The Case for More R&D
The scientific research about the numerous physiological and psychological changes to the human body is extensive. Vast knowledge can be drawn from these preliminary findings—the most notorious being NASA’s groundbreaking Kelly Twins Study. Experimental data was published in Science in April 2019, detailing the extent of research into gene expression, telomere length dynamics, cognition, and immune responses, among others. But there is a colossal amount of information we don’t know about the basics of human sexual reproduction in space. And much of the scientific literature expands on vault architectures for preservation or experimental studies, primarily with rodents, fish, and amphibians. As a result, a handful of physicians and scientists are raising their voices about the need to look beyond. For humanity to thrive in space, sexual reproduction, childbearing, growth, and development need to come under greater focus.
BONUS: A Conversation With A Future-Oriented Artist
Oleg Danilenko is a Ukrainian self-taught artist. I’ve collaborated with Oleg for a previous article, so I’ve commissioned a new piece from him titled “Childbearing in Space” just for MONI-07B. I’ve transcribed our conversation about his creative process.
What do I think about the future of humanity in space?
Space is the next level, the next chapter in the history of humanity. A long time ago, people lived in tribes and knew little about their world. Their knowledge grew, and now, after so many centuries of scientific development, we can travel the world with the help of modern technologies using Google Earth. We can also see Mars with two clicks or look into the neighboring galaxy, similarly to how we study what kind of land is beyond the ocean using Google Earth.
The cosmos brings a new, even more extensive, boundless chapter of discoveries. Human beings are curious, and our desire to see the world is beyond doubt. But, whether it’s idle curiosity or a mathematical calculation to obtain new resources beyond Earth, space is like a vast, uncharted ocean, and we have just learned how to build boats and attach sails.

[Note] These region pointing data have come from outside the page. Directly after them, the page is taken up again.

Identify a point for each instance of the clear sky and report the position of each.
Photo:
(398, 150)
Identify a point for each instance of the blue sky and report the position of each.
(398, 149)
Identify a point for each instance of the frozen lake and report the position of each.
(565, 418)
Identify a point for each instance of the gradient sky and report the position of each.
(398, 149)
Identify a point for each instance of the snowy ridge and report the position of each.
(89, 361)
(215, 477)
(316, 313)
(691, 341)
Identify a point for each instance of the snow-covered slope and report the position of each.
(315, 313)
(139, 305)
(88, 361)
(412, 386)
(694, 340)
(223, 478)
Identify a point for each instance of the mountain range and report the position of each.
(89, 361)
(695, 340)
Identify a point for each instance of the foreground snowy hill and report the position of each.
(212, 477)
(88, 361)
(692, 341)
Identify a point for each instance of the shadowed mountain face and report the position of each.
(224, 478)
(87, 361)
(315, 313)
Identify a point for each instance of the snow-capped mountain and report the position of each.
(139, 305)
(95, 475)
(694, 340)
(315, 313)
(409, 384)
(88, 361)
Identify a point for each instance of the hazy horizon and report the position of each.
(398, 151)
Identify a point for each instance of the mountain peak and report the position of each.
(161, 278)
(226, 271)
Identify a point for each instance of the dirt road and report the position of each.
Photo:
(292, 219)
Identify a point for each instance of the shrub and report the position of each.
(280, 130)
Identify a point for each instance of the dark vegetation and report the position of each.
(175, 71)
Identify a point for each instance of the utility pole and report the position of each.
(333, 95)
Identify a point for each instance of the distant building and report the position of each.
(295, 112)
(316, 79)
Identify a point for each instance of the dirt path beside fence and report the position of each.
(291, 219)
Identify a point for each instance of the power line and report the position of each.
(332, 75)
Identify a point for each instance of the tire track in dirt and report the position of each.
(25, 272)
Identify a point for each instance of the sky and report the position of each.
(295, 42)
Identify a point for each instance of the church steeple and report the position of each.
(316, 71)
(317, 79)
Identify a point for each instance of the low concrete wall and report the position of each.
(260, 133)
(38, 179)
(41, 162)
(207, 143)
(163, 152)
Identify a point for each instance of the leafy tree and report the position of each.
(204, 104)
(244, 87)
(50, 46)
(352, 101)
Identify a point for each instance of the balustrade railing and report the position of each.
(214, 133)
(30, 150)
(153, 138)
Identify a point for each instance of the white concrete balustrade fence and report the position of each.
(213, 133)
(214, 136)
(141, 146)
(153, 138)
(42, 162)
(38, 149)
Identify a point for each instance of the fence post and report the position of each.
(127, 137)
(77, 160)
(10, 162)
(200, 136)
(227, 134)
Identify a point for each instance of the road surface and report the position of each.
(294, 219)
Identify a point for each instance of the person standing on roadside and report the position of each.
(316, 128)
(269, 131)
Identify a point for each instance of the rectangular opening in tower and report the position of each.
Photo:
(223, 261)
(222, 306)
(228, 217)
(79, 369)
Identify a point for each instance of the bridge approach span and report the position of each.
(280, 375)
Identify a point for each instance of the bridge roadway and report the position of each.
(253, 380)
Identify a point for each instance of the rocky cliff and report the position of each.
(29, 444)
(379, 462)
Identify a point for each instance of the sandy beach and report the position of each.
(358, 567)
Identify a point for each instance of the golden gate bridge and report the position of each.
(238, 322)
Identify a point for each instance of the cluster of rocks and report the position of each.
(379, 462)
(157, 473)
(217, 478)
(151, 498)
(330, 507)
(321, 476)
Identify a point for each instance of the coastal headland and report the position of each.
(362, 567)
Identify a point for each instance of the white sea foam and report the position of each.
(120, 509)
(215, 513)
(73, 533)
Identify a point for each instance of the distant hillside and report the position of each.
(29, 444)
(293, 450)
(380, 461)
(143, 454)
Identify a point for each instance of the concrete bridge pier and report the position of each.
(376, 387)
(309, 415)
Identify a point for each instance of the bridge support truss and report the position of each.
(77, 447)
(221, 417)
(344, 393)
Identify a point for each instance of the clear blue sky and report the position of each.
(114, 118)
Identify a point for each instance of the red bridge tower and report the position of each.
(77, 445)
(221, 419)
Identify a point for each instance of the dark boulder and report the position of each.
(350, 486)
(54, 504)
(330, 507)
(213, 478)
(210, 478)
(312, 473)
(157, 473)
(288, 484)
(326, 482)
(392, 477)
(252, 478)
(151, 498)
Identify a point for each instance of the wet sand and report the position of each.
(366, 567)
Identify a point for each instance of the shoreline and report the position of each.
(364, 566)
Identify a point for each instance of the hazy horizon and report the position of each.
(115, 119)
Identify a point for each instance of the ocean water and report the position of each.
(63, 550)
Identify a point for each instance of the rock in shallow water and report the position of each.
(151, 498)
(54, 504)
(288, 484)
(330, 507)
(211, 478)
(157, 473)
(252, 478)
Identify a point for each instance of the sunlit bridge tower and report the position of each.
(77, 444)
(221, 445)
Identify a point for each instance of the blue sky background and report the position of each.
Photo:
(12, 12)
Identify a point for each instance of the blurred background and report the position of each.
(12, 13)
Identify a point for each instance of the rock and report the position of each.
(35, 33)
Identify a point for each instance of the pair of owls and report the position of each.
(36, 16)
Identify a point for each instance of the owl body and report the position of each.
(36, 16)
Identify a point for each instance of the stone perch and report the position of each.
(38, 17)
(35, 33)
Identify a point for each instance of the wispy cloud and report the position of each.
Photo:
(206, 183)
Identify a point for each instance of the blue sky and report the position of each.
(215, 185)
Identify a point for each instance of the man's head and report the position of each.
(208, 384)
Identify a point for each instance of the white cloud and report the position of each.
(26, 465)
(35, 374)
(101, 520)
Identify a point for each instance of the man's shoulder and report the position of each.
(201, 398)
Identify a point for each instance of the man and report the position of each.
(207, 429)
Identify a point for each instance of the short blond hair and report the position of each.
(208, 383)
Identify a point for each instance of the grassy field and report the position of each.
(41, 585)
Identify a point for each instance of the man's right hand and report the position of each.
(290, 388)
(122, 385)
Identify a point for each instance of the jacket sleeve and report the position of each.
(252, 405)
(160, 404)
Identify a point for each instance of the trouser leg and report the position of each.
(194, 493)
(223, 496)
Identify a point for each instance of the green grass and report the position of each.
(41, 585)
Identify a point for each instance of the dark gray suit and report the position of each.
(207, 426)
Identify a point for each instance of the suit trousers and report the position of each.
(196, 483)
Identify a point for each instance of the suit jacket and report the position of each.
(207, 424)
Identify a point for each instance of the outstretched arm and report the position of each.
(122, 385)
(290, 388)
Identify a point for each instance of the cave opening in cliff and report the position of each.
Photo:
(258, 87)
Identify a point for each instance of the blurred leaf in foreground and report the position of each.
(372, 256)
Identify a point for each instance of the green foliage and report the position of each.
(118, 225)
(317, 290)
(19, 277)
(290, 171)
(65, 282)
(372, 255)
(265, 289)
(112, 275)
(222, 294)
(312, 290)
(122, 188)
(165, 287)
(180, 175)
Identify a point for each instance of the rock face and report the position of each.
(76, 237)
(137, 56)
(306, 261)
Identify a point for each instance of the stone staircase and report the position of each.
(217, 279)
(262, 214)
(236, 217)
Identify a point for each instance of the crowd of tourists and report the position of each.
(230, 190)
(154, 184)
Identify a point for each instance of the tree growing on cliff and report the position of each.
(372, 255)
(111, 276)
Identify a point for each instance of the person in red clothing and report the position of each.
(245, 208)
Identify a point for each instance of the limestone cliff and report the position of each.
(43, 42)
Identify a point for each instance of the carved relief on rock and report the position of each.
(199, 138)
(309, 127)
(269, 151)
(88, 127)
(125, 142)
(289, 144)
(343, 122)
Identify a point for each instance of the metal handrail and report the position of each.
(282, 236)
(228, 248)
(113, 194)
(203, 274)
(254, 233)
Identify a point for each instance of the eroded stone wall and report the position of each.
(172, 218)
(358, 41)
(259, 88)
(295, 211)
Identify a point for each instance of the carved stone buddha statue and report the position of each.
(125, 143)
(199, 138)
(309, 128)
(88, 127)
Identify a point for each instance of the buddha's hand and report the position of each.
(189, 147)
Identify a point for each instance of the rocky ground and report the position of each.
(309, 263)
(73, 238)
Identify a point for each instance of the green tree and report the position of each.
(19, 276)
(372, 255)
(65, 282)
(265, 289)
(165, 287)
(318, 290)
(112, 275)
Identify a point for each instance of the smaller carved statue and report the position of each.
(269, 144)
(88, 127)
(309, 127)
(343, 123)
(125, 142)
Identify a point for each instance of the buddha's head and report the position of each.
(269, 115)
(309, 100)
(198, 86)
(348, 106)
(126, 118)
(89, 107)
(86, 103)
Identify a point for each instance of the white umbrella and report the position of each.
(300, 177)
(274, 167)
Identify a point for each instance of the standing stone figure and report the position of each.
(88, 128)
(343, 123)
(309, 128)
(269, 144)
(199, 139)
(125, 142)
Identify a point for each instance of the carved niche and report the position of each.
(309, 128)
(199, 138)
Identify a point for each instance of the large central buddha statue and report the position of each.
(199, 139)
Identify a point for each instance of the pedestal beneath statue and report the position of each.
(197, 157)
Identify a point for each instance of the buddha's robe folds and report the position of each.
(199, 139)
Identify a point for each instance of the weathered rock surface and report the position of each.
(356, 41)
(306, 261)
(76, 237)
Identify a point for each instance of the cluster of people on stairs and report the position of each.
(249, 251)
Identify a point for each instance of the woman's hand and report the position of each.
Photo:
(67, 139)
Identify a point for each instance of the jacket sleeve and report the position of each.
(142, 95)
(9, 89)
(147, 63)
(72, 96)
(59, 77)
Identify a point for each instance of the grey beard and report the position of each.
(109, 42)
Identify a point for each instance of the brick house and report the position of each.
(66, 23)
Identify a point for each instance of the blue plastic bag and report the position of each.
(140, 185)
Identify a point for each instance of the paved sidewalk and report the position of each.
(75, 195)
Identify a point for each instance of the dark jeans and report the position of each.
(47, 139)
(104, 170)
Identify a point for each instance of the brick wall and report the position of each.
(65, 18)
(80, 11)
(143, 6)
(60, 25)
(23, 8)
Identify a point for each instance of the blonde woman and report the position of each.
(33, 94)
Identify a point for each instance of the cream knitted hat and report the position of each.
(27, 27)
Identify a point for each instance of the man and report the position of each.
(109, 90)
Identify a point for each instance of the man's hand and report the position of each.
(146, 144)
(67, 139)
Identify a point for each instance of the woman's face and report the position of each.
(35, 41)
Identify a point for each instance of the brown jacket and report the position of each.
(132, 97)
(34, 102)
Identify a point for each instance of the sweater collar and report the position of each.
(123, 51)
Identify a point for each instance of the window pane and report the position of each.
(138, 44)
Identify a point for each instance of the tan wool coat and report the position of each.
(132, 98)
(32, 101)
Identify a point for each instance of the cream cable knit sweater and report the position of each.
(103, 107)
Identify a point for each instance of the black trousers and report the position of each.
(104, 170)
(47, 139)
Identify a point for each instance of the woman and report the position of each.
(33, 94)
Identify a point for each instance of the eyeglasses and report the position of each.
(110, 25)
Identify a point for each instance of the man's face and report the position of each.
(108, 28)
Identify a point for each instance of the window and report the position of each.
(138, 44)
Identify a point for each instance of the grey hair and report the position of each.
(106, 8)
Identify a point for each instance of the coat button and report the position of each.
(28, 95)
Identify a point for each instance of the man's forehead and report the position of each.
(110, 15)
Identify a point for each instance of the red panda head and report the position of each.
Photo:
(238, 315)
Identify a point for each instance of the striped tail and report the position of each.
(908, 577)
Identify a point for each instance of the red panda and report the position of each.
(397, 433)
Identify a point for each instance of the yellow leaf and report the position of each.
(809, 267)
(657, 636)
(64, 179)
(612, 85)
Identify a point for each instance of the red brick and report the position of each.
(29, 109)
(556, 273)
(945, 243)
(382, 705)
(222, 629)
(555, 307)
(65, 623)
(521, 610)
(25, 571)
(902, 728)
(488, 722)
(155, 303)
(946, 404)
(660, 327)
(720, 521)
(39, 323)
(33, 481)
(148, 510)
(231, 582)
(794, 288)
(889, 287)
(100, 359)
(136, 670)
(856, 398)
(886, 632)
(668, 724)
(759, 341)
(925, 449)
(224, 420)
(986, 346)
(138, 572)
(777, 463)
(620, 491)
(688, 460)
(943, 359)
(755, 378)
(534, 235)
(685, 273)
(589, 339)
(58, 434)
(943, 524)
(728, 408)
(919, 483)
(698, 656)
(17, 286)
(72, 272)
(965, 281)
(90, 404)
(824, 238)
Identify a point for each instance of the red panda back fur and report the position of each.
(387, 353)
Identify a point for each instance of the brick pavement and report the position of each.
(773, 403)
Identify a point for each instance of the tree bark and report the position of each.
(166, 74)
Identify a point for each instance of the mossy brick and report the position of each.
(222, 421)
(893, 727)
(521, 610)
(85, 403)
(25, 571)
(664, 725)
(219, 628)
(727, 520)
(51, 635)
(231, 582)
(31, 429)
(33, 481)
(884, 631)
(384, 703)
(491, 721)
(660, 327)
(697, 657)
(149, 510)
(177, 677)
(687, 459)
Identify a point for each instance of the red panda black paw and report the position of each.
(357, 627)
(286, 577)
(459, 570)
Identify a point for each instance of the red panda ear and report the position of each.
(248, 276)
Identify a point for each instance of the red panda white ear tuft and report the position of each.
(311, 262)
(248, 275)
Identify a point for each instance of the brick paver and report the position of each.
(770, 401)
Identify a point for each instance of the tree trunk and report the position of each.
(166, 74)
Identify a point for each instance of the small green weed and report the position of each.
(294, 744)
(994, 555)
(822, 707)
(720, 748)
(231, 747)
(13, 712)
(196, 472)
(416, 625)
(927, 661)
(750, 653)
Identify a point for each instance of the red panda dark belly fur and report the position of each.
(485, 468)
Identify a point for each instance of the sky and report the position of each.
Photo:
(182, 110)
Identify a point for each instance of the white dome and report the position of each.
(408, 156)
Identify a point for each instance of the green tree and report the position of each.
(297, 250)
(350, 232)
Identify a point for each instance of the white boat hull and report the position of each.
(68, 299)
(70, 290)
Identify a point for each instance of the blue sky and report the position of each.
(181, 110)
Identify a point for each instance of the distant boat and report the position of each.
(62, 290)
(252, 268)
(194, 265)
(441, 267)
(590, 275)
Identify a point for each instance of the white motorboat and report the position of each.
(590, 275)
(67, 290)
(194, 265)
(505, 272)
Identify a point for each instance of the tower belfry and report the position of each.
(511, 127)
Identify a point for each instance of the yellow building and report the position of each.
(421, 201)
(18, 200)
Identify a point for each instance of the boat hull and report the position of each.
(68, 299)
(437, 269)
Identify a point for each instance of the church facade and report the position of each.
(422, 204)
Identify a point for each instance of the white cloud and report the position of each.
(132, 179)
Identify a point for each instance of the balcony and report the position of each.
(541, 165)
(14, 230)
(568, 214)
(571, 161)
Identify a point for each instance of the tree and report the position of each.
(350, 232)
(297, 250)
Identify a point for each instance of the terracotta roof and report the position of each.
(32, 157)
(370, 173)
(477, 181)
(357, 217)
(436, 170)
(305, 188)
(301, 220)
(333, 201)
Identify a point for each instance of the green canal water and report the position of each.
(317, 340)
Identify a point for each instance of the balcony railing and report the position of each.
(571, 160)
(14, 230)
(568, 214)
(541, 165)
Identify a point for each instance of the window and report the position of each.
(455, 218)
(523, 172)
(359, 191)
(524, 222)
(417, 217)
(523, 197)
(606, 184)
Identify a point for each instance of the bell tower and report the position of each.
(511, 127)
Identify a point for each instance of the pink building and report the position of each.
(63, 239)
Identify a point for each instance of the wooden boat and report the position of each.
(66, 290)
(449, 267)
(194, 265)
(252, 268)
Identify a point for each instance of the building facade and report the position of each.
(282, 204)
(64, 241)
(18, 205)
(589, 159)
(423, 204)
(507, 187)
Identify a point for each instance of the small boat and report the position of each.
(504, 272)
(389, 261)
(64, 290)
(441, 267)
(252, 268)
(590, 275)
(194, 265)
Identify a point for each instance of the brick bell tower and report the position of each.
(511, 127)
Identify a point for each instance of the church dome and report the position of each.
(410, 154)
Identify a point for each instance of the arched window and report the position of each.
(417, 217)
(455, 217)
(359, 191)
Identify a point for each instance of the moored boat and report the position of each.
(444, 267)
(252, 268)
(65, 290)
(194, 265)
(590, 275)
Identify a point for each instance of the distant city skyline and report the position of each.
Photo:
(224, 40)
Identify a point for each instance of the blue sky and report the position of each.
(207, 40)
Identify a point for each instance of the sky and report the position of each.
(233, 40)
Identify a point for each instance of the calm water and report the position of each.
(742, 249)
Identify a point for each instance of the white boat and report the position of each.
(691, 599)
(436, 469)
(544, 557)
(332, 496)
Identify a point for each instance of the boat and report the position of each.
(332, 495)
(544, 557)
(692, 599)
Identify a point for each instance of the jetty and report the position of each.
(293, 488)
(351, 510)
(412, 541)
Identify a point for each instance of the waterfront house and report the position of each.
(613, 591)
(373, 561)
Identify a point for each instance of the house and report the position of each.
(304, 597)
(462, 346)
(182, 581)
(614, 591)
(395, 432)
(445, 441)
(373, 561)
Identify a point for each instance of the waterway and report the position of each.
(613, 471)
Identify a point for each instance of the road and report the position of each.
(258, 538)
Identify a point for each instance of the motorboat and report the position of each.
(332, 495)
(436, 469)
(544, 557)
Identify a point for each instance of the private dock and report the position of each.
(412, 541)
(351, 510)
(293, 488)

Why is it essential to think about child growth and development?
The foundation of human nature is procreation, to save and raise stronger offspring. Without strong offspring, there will be no “golden” future.
Should we consider alternatives to settling on Mars?
Mars is a unique planet with many secrets, theories, and legends. It is so interesting to everyone because it allows dreams and fantasy to become part of our cosmic reality. It presents life beyond the generally accepted standards - Earth’s gravity, day and night, sunsets and dawns. Mars is the nearest planet visible from our “old world” and the easiest to visit, this is decisive, but at the same time, it represents a cautious step for humanity as a colonizer of a new era.
To obtain new resources, technologies, and knowledge, one must explore other “places” and move and advance with a plan. For example, Mars can become, by coincidence, or luck, a planet favorable for settlement and located relatively close by. But without new settlements located in the right places and without special technologies, we can only be content with what we have. We can only be content with the chances we get.
What were your thoughts / creative processes when creating art?
Creativity and art help to visualize what does not exist. Why not dream and move forward in time 100 years, 200 years, or 300 years ahead and make a snapshot of the future?